И действительно – единственный и последний. Семен бывал потом еще в Лукашевке неоднократно, видел и Ольку. Она как-то изменилась, вся подобралась, стала еще более таинственной и непонятной. Она с ним разговаривала непринужденно, но мало, больше молчала, думая о чем-то своем. Иногда, почувствовав его взгляд на себе, сразу умолкала, смущалась и старалась отвернуться. Наедине с ним она больше не оставалась.
А потом она исчезла из Лукашевки. Капитолина сказала:
– Она поступила работать пока в госпиталь.
– Что значит пока?
– Ну, пока не вылечит рубец на щеке.
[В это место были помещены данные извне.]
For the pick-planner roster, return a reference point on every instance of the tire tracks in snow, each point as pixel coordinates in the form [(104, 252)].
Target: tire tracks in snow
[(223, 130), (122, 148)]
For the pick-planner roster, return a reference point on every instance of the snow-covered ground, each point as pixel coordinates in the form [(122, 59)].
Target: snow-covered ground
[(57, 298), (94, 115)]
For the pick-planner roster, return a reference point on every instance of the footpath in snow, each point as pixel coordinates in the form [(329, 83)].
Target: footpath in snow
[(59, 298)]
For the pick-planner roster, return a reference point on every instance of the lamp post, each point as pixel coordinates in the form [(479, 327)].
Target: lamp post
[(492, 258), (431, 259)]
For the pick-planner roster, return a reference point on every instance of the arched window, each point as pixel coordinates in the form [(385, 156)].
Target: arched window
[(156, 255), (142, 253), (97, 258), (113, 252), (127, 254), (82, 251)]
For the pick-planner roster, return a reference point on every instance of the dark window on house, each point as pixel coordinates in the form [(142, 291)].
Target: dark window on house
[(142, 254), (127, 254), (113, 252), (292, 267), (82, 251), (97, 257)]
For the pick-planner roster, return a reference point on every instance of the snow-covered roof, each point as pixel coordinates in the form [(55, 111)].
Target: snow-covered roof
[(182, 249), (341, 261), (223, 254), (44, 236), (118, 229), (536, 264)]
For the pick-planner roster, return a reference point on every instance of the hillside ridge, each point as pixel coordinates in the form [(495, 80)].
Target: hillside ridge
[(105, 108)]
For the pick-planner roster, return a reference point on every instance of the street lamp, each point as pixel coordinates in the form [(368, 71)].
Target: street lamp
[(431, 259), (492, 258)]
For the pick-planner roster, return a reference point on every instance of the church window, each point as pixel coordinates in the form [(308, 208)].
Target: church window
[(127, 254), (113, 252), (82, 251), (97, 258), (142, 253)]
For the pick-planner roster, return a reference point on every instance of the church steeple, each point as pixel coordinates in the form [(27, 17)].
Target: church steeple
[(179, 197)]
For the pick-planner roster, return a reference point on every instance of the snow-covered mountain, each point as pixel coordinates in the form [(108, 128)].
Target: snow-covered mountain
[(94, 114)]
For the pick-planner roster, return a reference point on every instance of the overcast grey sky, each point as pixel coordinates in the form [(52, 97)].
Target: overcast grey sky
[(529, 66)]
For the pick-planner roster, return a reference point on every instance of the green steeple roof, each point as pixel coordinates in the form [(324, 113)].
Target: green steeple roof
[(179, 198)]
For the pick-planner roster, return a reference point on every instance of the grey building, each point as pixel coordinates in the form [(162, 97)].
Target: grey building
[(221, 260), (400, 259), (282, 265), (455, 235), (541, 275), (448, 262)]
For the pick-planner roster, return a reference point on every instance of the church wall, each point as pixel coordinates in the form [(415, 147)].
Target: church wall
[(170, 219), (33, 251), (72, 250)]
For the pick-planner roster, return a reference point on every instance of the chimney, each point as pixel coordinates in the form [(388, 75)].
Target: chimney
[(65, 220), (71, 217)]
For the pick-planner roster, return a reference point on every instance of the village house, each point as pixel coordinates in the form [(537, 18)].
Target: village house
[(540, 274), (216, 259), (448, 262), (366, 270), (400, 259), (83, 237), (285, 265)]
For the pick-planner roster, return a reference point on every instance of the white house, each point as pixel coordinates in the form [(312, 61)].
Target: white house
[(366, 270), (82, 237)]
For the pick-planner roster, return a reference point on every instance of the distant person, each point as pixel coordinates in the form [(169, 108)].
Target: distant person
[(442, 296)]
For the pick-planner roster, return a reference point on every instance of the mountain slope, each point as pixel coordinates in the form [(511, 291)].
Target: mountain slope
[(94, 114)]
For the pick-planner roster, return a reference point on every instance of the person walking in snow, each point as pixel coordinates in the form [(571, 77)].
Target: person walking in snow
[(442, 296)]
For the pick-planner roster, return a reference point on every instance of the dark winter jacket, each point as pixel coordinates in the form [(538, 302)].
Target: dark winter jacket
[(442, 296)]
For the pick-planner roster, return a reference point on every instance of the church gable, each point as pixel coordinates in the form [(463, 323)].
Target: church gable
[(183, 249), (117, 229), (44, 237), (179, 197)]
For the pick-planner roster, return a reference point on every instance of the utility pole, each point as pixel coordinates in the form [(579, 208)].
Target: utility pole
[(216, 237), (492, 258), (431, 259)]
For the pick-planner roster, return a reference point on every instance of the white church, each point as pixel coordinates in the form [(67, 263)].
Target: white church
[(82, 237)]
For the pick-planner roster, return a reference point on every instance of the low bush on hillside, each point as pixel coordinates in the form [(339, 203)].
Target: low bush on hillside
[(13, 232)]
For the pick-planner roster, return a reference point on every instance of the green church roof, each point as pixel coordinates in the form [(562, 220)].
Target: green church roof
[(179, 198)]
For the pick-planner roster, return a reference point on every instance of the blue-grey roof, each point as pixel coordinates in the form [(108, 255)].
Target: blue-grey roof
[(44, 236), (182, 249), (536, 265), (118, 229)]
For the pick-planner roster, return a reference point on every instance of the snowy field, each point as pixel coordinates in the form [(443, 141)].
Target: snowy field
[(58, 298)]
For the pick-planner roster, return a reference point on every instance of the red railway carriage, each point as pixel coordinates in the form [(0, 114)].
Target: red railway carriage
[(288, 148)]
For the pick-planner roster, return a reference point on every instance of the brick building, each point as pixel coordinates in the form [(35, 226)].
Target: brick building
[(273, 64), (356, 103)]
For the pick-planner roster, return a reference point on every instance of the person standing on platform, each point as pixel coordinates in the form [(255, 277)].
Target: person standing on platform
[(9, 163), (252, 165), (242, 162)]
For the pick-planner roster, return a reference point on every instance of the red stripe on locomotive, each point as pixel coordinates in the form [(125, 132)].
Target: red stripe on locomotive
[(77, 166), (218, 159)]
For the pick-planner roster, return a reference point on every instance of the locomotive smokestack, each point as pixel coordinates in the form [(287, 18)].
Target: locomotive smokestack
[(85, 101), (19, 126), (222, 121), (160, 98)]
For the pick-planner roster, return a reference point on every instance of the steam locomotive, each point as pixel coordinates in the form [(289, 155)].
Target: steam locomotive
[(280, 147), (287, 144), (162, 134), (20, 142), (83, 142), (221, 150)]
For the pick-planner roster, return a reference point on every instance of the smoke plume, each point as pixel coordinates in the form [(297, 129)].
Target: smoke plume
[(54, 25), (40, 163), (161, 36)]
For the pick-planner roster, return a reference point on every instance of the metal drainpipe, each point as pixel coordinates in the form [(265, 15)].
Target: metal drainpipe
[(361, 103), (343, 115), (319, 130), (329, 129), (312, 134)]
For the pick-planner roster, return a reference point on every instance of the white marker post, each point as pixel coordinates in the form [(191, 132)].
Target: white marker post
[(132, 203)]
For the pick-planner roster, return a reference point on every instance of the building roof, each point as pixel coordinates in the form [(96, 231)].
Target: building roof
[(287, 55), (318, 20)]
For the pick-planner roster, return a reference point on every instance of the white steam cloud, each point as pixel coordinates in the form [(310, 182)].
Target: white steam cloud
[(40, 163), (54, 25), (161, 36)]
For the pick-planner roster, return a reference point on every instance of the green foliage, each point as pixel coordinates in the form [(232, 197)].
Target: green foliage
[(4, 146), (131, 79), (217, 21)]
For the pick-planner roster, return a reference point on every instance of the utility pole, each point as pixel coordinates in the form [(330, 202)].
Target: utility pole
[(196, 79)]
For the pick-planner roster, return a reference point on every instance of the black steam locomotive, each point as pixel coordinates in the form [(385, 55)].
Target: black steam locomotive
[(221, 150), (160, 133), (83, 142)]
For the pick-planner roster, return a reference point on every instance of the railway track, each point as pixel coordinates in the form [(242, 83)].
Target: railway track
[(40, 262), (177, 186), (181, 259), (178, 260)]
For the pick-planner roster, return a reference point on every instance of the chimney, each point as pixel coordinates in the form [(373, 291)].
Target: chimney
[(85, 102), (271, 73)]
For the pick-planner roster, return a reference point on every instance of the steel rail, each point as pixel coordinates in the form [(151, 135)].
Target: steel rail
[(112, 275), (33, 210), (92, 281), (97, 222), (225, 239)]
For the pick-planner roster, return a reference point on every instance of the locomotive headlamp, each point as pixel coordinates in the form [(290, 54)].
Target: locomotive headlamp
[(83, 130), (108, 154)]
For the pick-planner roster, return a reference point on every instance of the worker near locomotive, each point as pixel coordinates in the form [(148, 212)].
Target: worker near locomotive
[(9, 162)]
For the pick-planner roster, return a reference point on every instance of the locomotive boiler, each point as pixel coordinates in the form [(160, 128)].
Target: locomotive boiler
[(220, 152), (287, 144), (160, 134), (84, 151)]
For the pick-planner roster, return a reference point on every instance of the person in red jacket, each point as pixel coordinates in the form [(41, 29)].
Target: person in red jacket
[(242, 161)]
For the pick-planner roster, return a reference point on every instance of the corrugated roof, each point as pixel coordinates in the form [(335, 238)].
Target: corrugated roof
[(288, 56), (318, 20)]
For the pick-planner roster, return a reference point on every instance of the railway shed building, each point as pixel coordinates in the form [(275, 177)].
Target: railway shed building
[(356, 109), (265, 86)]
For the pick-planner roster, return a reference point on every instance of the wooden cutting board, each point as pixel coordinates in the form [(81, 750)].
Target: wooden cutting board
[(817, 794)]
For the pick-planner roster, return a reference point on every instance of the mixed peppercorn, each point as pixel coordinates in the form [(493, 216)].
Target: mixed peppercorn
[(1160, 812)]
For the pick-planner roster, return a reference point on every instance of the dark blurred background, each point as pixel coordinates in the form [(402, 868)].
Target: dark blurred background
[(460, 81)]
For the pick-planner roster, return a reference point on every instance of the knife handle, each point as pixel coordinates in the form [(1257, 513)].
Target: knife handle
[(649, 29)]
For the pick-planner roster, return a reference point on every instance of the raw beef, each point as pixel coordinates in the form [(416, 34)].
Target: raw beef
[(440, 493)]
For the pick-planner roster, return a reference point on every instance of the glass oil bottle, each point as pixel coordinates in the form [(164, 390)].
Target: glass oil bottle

Ей обещали срезать его, операцию сделать. «Потом, говорит, пойду в краткосрочную школу разведчиков». Меня тоже Алейников приглашал в эту самую школу, да я... – Она опустила голову, пряча глаза. – Вахромейчик меня вроде зарядил наконец-то.
– Кто-кто?! – спросил Семен удивленно.
– Вахромейчик, кто же еще, – обиженно сказала Капитолина.
– Я спрашиваю: кто Ольку... пригласил?
– Да майор Алейников Яков Николаевич, начальник прифронтовой опергруппы НКВД. Мы же все – и я, и Зойка, и Олька, – как говорится, в тесном контакте с ним работали. Хороший он дядька, добрый, только малоразговорчивый.
– У него шрам есть на левой щеке?!
– Шрам? Вроде есть. Не такой, конечно, как у Олюшки нашей, маленький такой, незаметный. А что?
...Засыпая, Семен уже думал не о Наташе и Ольке, а о Якове Алейникове, человеке, сыгравшем зловещую роль в судьбе дяди Ивана, сутулая спина которого вон маячит в темноте, в судьбе многих... Тень Алейникова скользнула где-то и возле его жизненного пути. И кто знает, задела или не задела его эта тень, как сложились бы его отношения с Верой Инютиной, не вклинься тут Алейников. А теперь, оказывается, он где-то здесь, занимается какими-то своими делами. Вот война! Людская круговерть и месиво, а старые знакомцы могут встретиться...
Проснулся Семен оттого, что качнулась под ним земля. Он вскочил, ничего в первые секунды не понимая, слыша только, как яростно колотится в груди сердце. Стоял невообразимый грохот и вой, на той стороне, где взлетали недавно осветительные ракеты, горело по всему горизонту зарево, в багрово-красном отсвете тяжко и лениво клубились черные облака, беспрерывно ухали взрывы.
Смахнув рукавом слюну с уголка губ, он взбежал на вершину холма, где стояли Дедюхин и Алифанов. И едва взбежал, в левом краю горизонта высоко вспучились кроваво-черные пузыри, их разрезали желтые огненные полосы, а потом стало видно, как заплясало над землей пламя.
– В склад боеприпасов им врезали, – сказал Алифанов.
Дедюхин глянул на светящийся циферблат часов, произнес:
– Два двадцать три... – и повернулся к Семену, сообщил, будто тот не понимал теперь, в чем дело: – Наши лупят. Артподготовка. Значит, началось.